After replacing hardware and assigning disks, in systems running ONTAP 9.5 or earlier you can perform the MetroCluster healing operations. In all versions of ONTAP, you must then confirm that aggregates are mirrored and, if necessary, restart mirroring.

About this task

Starting with ONTAP 9.6, the healing operations are performed automatically when the disaster site nodes boot up. The healing commands are not required.

These steps are performed on the surviving cluster.

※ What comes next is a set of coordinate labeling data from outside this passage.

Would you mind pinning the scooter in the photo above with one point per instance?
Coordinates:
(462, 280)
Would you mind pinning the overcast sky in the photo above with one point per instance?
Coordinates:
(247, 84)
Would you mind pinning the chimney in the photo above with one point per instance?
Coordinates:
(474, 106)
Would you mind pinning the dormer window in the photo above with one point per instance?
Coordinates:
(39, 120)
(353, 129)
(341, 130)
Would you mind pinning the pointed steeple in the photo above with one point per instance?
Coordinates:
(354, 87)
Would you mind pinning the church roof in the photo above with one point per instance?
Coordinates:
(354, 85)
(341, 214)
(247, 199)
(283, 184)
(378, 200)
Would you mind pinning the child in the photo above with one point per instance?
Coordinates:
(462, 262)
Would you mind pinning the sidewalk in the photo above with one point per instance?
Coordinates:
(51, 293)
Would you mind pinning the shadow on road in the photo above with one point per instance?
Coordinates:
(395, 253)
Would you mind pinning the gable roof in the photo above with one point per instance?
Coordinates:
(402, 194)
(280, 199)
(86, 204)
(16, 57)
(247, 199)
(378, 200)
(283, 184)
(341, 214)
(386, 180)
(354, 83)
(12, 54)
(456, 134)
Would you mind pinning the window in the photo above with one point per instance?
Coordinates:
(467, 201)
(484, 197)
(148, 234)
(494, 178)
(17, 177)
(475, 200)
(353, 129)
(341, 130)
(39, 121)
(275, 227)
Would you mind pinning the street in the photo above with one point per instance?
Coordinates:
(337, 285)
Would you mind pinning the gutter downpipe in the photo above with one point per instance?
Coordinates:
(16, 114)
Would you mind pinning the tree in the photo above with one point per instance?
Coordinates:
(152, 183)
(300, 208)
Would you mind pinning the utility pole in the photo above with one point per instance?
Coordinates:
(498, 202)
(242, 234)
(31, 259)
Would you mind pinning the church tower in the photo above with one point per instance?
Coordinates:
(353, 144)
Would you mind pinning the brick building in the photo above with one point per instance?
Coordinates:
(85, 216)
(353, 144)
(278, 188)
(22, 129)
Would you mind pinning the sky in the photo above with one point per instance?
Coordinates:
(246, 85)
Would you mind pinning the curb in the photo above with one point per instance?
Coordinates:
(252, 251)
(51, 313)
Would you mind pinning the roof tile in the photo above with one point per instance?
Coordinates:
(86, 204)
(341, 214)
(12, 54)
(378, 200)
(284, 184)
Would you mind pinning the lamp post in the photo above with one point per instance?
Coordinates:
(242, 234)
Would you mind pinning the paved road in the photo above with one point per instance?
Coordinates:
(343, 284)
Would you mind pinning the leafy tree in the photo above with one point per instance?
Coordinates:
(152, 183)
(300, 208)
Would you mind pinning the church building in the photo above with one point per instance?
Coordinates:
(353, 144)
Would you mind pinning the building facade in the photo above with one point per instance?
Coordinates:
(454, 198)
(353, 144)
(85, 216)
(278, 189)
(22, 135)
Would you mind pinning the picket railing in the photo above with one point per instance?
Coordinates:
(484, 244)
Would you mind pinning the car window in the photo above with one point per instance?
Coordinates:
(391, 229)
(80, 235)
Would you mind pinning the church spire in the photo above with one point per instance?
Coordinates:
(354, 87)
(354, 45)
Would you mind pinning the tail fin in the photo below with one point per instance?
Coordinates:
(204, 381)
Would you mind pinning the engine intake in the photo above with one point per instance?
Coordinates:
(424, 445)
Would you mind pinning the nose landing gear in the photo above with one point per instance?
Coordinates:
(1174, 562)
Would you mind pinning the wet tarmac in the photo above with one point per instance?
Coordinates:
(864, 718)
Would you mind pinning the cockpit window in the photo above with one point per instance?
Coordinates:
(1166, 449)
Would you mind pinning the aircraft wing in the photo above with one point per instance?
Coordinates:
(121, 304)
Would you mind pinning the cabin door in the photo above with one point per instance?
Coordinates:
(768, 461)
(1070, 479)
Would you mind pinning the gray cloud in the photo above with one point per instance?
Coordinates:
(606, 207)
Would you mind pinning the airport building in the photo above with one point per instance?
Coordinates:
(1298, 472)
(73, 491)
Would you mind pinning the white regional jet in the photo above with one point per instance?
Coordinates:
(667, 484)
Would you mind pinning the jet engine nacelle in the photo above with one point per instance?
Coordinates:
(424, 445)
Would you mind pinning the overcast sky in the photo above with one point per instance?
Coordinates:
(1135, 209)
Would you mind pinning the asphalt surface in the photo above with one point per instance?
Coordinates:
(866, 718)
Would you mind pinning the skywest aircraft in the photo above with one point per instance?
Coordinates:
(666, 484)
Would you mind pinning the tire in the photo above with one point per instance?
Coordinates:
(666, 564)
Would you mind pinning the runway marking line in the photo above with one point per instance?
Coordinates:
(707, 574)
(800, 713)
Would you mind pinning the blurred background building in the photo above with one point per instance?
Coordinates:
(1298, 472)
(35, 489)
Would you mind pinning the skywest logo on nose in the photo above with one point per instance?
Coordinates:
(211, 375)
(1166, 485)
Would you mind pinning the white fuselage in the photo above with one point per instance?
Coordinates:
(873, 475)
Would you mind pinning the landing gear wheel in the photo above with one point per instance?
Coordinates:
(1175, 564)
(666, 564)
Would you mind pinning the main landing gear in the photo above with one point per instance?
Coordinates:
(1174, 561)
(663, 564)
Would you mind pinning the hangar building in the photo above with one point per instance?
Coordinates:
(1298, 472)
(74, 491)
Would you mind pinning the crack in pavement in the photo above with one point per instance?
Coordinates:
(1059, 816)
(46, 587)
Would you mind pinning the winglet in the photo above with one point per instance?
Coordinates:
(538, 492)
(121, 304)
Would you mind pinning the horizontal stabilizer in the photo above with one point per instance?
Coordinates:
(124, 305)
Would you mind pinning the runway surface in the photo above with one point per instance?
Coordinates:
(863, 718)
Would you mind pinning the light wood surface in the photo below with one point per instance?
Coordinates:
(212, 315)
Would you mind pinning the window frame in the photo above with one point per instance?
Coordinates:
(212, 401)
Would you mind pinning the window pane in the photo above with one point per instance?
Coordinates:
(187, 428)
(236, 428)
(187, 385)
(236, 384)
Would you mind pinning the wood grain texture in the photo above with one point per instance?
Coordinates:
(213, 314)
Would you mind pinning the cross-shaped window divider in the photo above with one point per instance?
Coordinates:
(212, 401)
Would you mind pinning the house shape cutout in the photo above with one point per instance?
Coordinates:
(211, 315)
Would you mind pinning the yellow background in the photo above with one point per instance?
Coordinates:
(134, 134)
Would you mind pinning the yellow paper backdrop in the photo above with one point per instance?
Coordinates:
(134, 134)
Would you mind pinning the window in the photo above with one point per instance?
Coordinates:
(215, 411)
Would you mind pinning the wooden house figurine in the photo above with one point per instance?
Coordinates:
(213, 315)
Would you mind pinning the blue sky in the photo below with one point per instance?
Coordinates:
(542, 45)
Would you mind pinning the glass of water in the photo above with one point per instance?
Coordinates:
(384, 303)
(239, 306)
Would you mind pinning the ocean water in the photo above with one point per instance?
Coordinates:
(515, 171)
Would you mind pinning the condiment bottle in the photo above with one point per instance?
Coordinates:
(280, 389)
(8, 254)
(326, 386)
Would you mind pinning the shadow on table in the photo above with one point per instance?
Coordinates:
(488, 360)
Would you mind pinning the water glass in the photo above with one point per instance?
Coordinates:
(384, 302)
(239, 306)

  1. If you are using ONTAP 9.6 or later, you must verify that automatic healing completed successfully:
    1. Confirm that the heal-aggr-auto and heal-root-aggr-auto operations completed: metrocluster operation history show

      Example

      The following output shows that the operations have completed successfully on cluster_A.

      cluster_B::*> metrocluster operation history show
      Operation State Start Time End Time
      ----------------------------- -------------- ---------------- ----------------
      heal-root-aggr-auto successful 2/25/2019 06:45:58
      2/25/2019 06:46:02
      heal-aggr-auto successful 2/25/2019 06:45:48
      2/25/2019 06:45:52
      .
      .
      .

    2. Confirm that the disaster site is ready for switchback:metrocluster node show

      Example

      The following output shows that the operations have completed successfully on cluster_A.

      cluster_B::*> metrocluster node show
      DR Configuration DR
      Group Cluster Node State Mirroring Mode
      ----- ------- ------------- -------------- --------- --------------------
      1 cluster_A
      node_A_1 configured enabled heal roots completed
      node_A_2 configured enabled heal roots completed
      cluster_B
      node_B_1 configured enabled waiting for switchback recovery
      node_B_2 configured enabled waiting for switchback recovery
      4 entries were displayed.
  2. If you are using ONTAP 9.5 or earlier, you must perform aggregate healing:
    1. Verify the state of the nodes: metrocluster node show

      Example

      The following output shows that switchover has completed, so healing can be performed.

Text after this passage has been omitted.